Are smoothies turning into the new soda? The two scientists who alerted the public to the dangers of high fructose corn syrup back in 2004 are now raising concerns about the amount of sugar in seemingly healthy drinks, including fruit smoothies and juice.
Eat an orange or two and you feel full. As Barry Popkin, a nutrition professor at the University of North Carolina, says, things are different when you drink a smoothie made with six oranges because
“…two hours later it does not affect how much you eat. The entire literature shows that we feel full from drinking beverages like smoothies but it does not affect our overall food intake, whereas eating an orange does. So pulped-up smoothies do nothing good for us but do give us the same amount of sugar as four to six oranges or a large coke. It is deceiving.”
Popkin and George Bray, professor at a biomedical research center at Louisiana State University, have previously connected the consumption of sugar-sweetened soft drinks to rising obesity rates around the world. Their research alerted the public to the health risks posed by drinking quantities of sugary drinks, whether with or between meals, and helped spur campaigns like the ban on large sodas in New York City and the soda tax recently proposed by President Enrique Peña Nieto of Mexico, where consumption of Coca-Cola products is the highest in the world.
Drinking fruit smoothies and juices sweetened with naturally occurring fructose can potentially have bad results for our health as these allow us to consume large quantities of fruits and sugars without realizing it. “All sugars” have equally bad effects, Popkin explains:
“The most important issue about added sugar is that everybody thinks it’s cane sugar or maybe beet sugar or HFC syrup or all the other syrups but globally the cheapest thing on the market almost is fruit juice concentrate coming out of China.
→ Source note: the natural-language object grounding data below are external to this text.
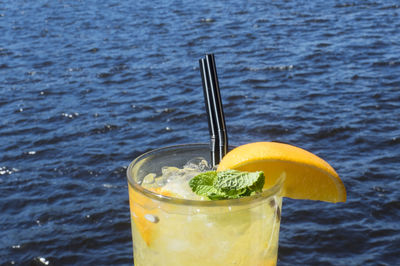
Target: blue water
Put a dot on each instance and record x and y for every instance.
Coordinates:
(86, 86)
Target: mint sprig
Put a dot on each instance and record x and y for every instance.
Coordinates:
(230, 184)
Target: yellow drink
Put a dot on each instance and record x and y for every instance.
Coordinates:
(167, 230)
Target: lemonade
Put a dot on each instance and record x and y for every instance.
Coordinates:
(172, 225)
(167, 230)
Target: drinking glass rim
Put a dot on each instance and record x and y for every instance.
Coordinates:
(272, 191)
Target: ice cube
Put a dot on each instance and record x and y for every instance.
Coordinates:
(198, 164)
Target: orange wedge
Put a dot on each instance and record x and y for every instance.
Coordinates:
(307, 175)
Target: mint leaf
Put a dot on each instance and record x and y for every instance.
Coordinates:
(229, 184)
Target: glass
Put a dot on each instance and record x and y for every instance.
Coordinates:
(172, 231)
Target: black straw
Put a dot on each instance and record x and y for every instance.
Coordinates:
(213, 104)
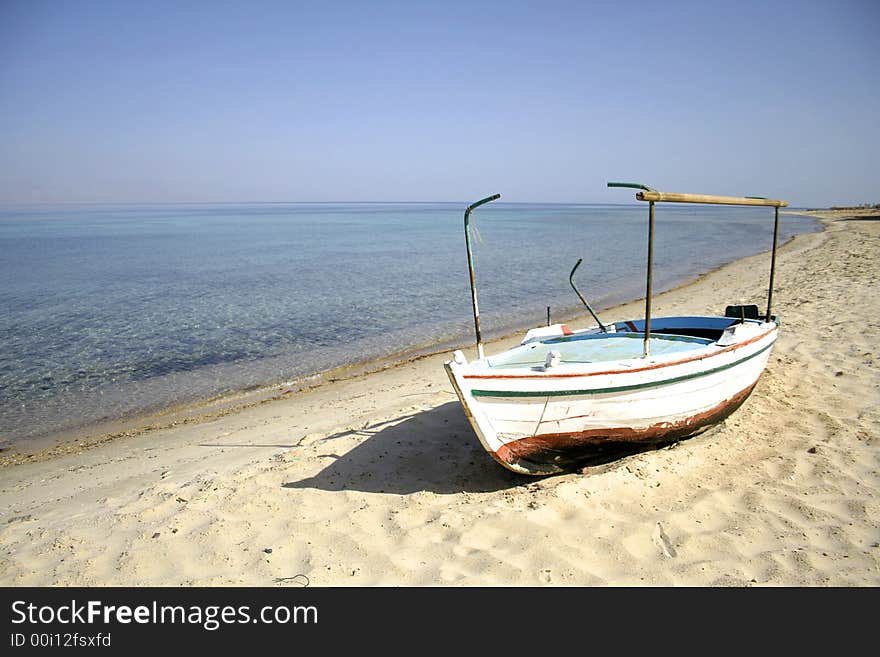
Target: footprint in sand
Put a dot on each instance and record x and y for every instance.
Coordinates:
(662, 541)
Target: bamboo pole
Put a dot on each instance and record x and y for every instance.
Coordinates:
(676, 197)
(649, 278)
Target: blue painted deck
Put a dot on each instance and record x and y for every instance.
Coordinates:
(594, 348)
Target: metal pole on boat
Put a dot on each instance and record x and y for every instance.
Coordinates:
(467, 240)
(649, 279)
(773, 259)
(581, 296)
It has created an overwhelming supply of apple juice concentrate. It is being used everywhere and it also gets around the sugar quotas that lots of countries have.”
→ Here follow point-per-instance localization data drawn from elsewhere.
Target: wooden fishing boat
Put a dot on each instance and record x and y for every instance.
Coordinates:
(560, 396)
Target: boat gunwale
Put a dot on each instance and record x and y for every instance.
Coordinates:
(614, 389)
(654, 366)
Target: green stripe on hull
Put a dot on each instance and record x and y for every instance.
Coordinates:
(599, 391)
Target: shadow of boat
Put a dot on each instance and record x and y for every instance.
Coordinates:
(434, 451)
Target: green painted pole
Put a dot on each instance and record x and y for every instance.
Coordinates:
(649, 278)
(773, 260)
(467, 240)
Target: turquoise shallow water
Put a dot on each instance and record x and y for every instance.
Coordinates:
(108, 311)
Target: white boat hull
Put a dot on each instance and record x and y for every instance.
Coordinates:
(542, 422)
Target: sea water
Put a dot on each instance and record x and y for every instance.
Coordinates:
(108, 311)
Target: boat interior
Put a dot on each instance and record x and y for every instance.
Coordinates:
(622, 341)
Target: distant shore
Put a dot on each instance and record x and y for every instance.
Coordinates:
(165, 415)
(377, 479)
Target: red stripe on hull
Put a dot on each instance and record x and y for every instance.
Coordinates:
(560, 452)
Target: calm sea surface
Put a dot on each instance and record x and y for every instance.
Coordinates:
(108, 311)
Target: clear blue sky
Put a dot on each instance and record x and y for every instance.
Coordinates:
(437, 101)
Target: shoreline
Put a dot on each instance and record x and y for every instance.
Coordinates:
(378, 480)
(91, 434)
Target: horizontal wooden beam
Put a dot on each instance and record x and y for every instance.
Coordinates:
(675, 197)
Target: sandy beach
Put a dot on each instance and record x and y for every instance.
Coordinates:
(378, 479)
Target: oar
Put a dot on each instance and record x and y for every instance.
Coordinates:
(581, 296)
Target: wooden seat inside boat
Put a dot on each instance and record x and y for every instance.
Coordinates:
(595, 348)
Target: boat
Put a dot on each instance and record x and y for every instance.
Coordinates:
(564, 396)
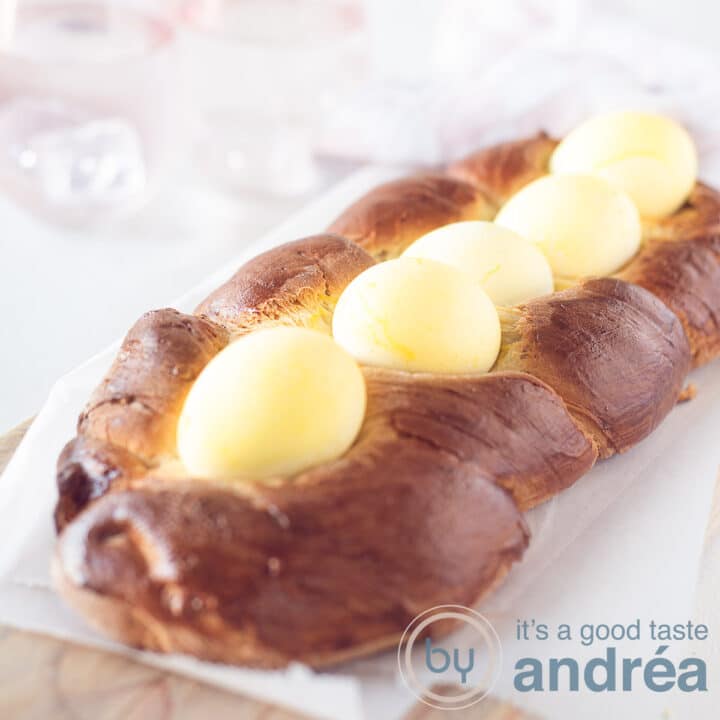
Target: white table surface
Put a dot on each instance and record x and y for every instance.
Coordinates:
(66, 294)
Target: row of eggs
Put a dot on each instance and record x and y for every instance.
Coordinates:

As Popkin and two other scientists noted in a 2012 study of sweeteners in U.S. food products between 2005 and 2009, fruit juice concentrate was the fifth most common sugar used. Corn syrup was the most commonly listed sweetener on food products, followed by sorghum, cane sugar and high-fructose corn syrup. In soft drinks and in formula milk for infants, fruit juice concentrate was the second most common sweetener.
Fruit Juice Linked to Diabetes Risk
An August study published in the British Medical Journal has linked the consumption of fruit juice to increasing your risk for diabetes. In a large-scale study of nurses, researchers from the U.S., U.K. and Singapore, found that those who ate whole fruit and especially three or more servings of blueberries, grapes and apples were less likely to get type 2 diabetes, which is obesity-related.
The study also found that those who drank fruit juice every day had a 21 percent higher risk of developing diabetes than those who did not. When people substituted fruit juice with whole fruits three times a week, they cut their risk by 7 percent.
The difference resulted from plant-based chemical compounds called polyphenols, some of which may help the body process glucose, says study co-author Qi Sun. When fruit is turned into juice, some phytochemicals (plant-based compounds) and dietary fiber are lost; as a result, when you drink juice there is a “more rapid and more dramatic glucose and insulin response” in the body, says Sun.
Coca-Cola and Pepsi Also Make Smoothies and Juice
Soft drink companies like Coca-Cola and Pepsi who are all too much aware of the public health campaigns against their products have been entering the juice and smoothie market. When Pepsi launched Tropicana Smoothies in 2008, it pitched them in the U.K. as a way for people to meet their daily fruit and vegetable intake, notes the Guardian.
While it’s all right to drink vegetable juice to get in your daily allowance of fruits and vegetables, Popkin emphasizes that smoothies and fruit juice are “the new danger.” As he and Bray observed this year in a Pediatric Obesity article that followed up on their earlier findings about high-fructose corn syrup, even though there is less of that sweetener in our beverages, “fructose remains a major component of our global diet,” whether in drinks or food products.
Overall, Americans are consuming too much sugar. Fruit juice is not 100 percent healthy and could even, as the British Medical Journal shows, raise our risk for diabetes. All of this reminds us that (to state the obvious), water is always a great choice. While we ought to be wary about consuming pre-made smoothies, you still don’t need to put away your own blender or juicer and would do well to whip up your fruit drink. You just might not want to use six oranges!